Ticket #194 (closed defect: released)
Segfault with spelling suggestion
| Reported by: | fabrice.colin | Owned by: | richard |
|---|---|---|---|
| Priority: | normal | Milestone: | |
| Component: | QueryParser | Version: | 1.0.2 |
| Severity: | normal | Keywords: | |
| Cc: | olly | Blocked By: | |
| Operating System: | Linux | Blocking: |
Description
I am experimenting with spelling correction. I found one case where I get a segfault every single time.

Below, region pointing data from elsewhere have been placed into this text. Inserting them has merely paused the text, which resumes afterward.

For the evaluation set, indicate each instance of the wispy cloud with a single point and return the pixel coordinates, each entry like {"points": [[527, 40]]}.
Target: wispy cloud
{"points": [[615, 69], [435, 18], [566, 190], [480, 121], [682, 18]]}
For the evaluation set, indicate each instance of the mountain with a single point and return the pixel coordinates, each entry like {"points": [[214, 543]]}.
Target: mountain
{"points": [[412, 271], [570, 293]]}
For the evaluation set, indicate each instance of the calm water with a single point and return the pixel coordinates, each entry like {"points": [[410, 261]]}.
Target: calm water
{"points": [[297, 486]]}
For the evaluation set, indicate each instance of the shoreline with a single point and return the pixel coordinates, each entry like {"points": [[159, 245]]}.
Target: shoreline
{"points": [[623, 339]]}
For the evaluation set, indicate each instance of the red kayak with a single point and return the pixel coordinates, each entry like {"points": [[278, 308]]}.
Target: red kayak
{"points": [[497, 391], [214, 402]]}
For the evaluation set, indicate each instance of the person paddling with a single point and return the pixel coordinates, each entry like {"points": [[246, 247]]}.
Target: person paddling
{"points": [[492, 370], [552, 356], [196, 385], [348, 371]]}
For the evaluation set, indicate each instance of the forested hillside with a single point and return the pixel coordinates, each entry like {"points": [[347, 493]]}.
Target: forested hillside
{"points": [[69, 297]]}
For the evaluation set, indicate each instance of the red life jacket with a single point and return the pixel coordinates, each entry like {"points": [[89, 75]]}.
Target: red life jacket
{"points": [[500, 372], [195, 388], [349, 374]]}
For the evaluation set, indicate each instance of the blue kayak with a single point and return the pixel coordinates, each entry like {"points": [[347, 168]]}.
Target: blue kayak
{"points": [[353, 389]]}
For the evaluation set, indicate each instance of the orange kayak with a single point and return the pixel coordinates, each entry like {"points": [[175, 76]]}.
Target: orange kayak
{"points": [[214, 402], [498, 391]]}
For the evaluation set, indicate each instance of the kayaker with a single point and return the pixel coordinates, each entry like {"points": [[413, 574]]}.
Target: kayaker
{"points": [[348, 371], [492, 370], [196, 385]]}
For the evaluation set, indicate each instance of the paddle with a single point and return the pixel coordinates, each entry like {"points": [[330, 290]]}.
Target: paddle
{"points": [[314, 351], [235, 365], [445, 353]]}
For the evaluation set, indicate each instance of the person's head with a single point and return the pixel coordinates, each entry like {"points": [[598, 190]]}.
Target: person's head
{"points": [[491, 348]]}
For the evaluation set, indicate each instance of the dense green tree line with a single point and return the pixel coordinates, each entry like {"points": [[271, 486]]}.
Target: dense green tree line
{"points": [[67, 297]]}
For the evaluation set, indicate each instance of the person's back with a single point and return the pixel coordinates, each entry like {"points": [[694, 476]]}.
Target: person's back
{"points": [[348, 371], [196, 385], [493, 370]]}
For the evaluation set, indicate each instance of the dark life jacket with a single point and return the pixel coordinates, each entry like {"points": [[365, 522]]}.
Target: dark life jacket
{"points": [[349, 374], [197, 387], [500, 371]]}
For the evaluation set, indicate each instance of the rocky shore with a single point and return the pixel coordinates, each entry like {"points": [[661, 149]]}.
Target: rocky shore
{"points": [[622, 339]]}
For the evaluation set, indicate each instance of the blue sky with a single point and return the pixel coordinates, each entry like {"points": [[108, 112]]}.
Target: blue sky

My index is built with a spelling dictionary : documents are indexed with the TermGenerator?, set_database() and the FLAG_SPELLING flag are set. I use the QueryParser?'s FLAG_SPELLING_CORRECTION flag; set_database() is also set. When I search for the Chinese character ä¸ (pinyin "bu"), a segfault is thrown from somewhere in api/editdistance.cc. For instance, gdb will give this backtrace :
#0 edist_state<unsigned int>::edist_calc_f_kp (this=0x409ff340, k=-339, p=339) at api/editdistance.cc:76 #1 0x00002aaaaab05fa3 in edit_distance_unsigned (ptr1=<value optimized out>, len1=<value optimized out>, ptr2=<value optimized out>,
len2=<value optimized out>) at api/editdistance.cc:190
#2 0x00002aaaaab0b2e8 in Xapian::Database::get_spelling_suggestion (this=<value optimized out>, word=@0x409ff810, max_edit_distance=2)
at api/omdatabase.cc:414
#3 0x00002aaaaac45464 in Xapian::QueryParser::Internal::parse_query (this=0x2aaab800a8c0, qs=@0x409ffb30, flags=<value optimized out>,
default_prefix=<value optimized out>) at
/data/home/olly/tmp/xapian-svn-snapshot/tags/1.0.2/xapian/xapian-core/queryparser/queryparser.lemony:867 #4 0x00002aaaaac3c390 in Xapian::QueryParser::parse_query (this=0x409ffb60, query_string=@0x409ffb30, flags=191, default_prefix=@0x409ffd20)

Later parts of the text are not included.